00. RAG Fundamentals — The Five-Year-Old Version¶
Module 06 covered changing the model. This module covers giving the model better evidence instead.
Imagine a very smart research assistant sitting in a giant library. A person walks in and asks, "What did our company say about enterprise refunds last quarter?" The assistant does not try to remember everything from memory. That would be foolish. The library is huge. Memories are stale. Instead, the assistant uses five simple helpers.
First, the question arrives. The librarian reads it carefully. Then the librarian makes an index card for the question. This card is not normal text.
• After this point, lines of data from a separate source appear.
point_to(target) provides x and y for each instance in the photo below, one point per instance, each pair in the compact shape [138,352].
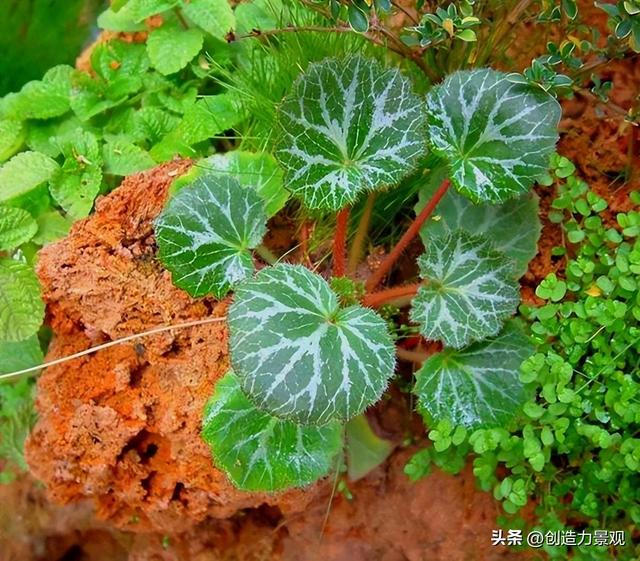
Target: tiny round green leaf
[348,126]
[205,234]
[260,452]
[496,136]
[299,355]
[469,290]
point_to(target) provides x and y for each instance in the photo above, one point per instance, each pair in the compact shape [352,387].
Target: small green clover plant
[305,359]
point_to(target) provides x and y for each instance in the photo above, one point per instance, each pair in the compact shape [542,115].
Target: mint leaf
[12,135]
[348,126]
[260,452]
[171,47]
[77,183]
[23,173]
[469,290]
[205,234]
[213,16]
[125,158]
[21,308]
[258,171]
[496,136]
[513,227]
[477,386]
[300,356]
[17,226]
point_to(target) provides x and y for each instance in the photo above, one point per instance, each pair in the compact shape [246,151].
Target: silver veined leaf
[478,385]
[205,234]
[348,126]
[17,226]
[21,308]
[496,136]
[469,290]
[260,452]
[299,355]
[513,226]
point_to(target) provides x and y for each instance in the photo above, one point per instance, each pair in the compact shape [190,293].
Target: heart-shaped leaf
[205,234]
[348,126]
[299,355]
[260,452]
[476,386]
[496,136]
[513,226]
[469,290]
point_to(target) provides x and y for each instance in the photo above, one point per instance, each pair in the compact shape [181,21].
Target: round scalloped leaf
[299,355]
[496,136]
[469,290]
[348,126]
[260,452]
[205,234]
[478,386]
[21,308]
[513,226]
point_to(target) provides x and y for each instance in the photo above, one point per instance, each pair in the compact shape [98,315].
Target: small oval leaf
[513,227]
[299,355]
[260,452]
[496,136]
[21,308]
[476,386]
[469,292]
[205,234]
[346,127]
It is a compact meaning-signature. It says, roughly, "questions about refund policy, enterprise customers, last quarter."
Now the librarian goes to the bookshelf. This bookshelf is magical. It is not organized alphabetically. It is organized by meaning. Chunks about refunds sit near refund-policy paragraphs. Chunks about GPU kernels sit far away. The librarian pulls the five most relevant books from nearby places. Not the whole library. Only the most likely evidence.
Then the librarian opens those books at the key pages. These pages go onto the reading desk. The reading desk is small. Only a limited number of pages fit. So the librarian must choose carefully.
Finally, the librarian writes the answer brief. The brief contains the user question, the selected evidence, and instructions like "answer only from these pages" and "if evidence is missing, say you do not know." That brief goes to the writer — the language model.
Now the model is no longer answering blindly. It is answering with pages open in front of it. That is RAG.
Here is the important warning. If the librarian picks the wrong books, the answer goes wrong. If the bookshelf is badly organized, retrieval goes wrong. If the index cards are poor, nearby meaning gets distorted. If the reading desk is overcrowded, signal gets buried. If the answer brief is weak, the writer improvises.
RAG is not one magic box. It is a chain of small engineering decisions, each one capable of failing and each one debuggable. That is why good RAG work feels like systems engineering, not just prompt writing.
A tiny worked example¶
Three chunks sit on the bookshelf: - Chunk A: "Enterprise annual plans may request a refund within 30 days of renewal." - Chunk B: "GPU pricing follows per-second billing with no minimum commitment." - Chunk C: "Refunds are not available after the first 5,000 API calls."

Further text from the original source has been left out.